Tuesday, September 23

Sometimes it seems like all I ever do is lie.

My mom thinks I'm repressing my feelings about this. I say to her, “No, Mom, I'm not. I think it's really neat. As long as you're happy, I'm happy.”

Mom says, “I don't think you're being honest with me.”

Then she hands me this book. She tells me she wants me to write down my feelings in this book, since, she says, I obviously don't feel I can talk about them with her.

She wants me to write down my feelings? Okay, I'll write down my feelings:

I CAN'T BELIEVE SHE'S DOING THIS TO ME!

Like everybody doesn't already think I'm a freak. I'm practically the biggest freak in the entire school. I mean, let's face it: I'm five foot nine, flat-chested, and a freshman. How much more of a freak could I be?

If people at school find out about this, I'm dead. That's it. Dead.Oh, God, if you really do exist, please don't let them find out about this.

There are four million people in Manhattan, right? That makes about two million of them guys. So out of TWO MILLION guys, she has to go out with Mr. Gianini. She can't go out with some guy I don't know. She can't go out with some guy she met at D'Agostinos or wherever. Oh, no.

She has to go out with my Algebra teacher.

Thanks, Mom. Thanks a whole lot.

Wednesday, September 24, Fifth Period

Lilly's like, “Mr. Gianini's cool.”

Yeah, right. He's cool if you're Lilly Moscovitz. He's cool if you're good at Algebra, like Lilly Moscovitz. He's not so cool if you're flunking Algebra, like me.

He's not so cool if he makes you stay after school EVERY SINGLESOLITARY DAY from 2:30 to 3:30 to practice the FOIL method when you could be hanging out with all your friends. He's not so cool if he calls your mother in for a parent/teacher conference to talk about how you're flunking Algebra, then ASKS HER OUT.

And he's not so cool if he's sticking his tongue in your mom's mouth.

Not that I've actually seen them do this.

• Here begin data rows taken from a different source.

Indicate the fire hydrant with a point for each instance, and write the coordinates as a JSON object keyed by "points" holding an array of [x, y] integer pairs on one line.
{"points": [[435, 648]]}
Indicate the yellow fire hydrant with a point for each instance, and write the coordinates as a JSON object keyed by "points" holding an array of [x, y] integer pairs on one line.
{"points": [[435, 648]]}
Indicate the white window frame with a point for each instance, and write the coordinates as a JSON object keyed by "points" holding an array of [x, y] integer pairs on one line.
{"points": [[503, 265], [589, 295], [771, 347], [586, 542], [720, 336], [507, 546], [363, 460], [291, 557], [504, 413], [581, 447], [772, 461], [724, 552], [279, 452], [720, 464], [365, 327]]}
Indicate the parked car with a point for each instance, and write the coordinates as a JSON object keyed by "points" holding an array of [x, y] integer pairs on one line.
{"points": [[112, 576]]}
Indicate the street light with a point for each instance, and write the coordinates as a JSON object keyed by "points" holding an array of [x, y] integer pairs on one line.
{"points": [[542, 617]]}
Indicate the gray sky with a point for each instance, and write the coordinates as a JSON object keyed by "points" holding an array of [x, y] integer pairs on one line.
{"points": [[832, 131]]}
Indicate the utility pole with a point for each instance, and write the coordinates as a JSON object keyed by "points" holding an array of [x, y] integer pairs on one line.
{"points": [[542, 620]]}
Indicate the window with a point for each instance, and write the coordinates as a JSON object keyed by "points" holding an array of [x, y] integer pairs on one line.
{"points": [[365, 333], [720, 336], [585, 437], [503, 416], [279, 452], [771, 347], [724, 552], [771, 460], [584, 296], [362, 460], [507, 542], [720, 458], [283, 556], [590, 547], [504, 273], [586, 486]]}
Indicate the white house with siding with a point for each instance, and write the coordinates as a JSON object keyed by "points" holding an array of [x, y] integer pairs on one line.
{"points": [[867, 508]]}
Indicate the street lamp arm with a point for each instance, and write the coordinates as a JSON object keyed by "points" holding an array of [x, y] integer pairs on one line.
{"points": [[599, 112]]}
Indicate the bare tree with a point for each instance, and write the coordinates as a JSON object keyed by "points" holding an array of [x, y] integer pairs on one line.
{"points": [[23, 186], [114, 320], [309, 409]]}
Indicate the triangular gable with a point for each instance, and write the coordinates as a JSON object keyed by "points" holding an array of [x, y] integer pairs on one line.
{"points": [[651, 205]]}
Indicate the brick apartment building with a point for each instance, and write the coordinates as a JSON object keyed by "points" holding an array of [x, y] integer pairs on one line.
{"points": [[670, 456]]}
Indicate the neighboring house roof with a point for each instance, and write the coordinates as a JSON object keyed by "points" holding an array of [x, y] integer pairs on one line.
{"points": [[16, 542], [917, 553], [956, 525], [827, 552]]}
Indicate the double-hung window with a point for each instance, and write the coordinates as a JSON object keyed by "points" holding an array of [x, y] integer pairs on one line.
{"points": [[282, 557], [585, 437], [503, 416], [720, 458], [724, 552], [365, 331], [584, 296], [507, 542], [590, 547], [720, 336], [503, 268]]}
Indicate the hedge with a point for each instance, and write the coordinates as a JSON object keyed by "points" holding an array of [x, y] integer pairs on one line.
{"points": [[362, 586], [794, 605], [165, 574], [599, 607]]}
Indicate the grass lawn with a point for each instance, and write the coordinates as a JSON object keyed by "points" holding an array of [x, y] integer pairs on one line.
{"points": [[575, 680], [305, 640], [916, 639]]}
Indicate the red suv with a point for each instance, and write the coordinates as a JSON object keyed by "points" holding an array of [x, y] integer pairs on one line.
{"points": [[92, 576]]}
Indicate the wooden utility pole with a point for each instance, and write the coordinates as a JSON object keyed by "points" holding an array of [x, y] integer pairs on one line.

They haven't even been on their first date yet. And I don't think my mom would let a guy put his tongue in her mouth on the first date.

At least, I hope not.

I saw Josh Richter stick his tongue in Lana Weinberger's mouth last week. I had this totally close-up view of it, since they were leaning up against Josh's locker, which is right next to mine. It kind of grossed me out.

Though I can't say I'd mind if Josh Richter kissed me like that. The other day Lilly and I were at Bigelows picking up some alpha hydroxy for Lilly's mom, and I noticed Josh waiting at the checkout counter. He saw me and he actually sort of smiled and said, “Hey.”

He was buying Drakkar Noir, a men's cologne. I got a free sample of it from the salesgirl. Now I can smell Josh whenever I want to, in the privacy of my own home.

Lilly says Josh's synapses were probably misfiring that day, due to heatstroke or something. She said he probably thought I looked familiar but couldn't place my face without the cement block walls of Albert Einstein High behind me. Why else, she asked, would the most popular senior in high school say hey to me, Mia Thermopolis, a lowly freshman?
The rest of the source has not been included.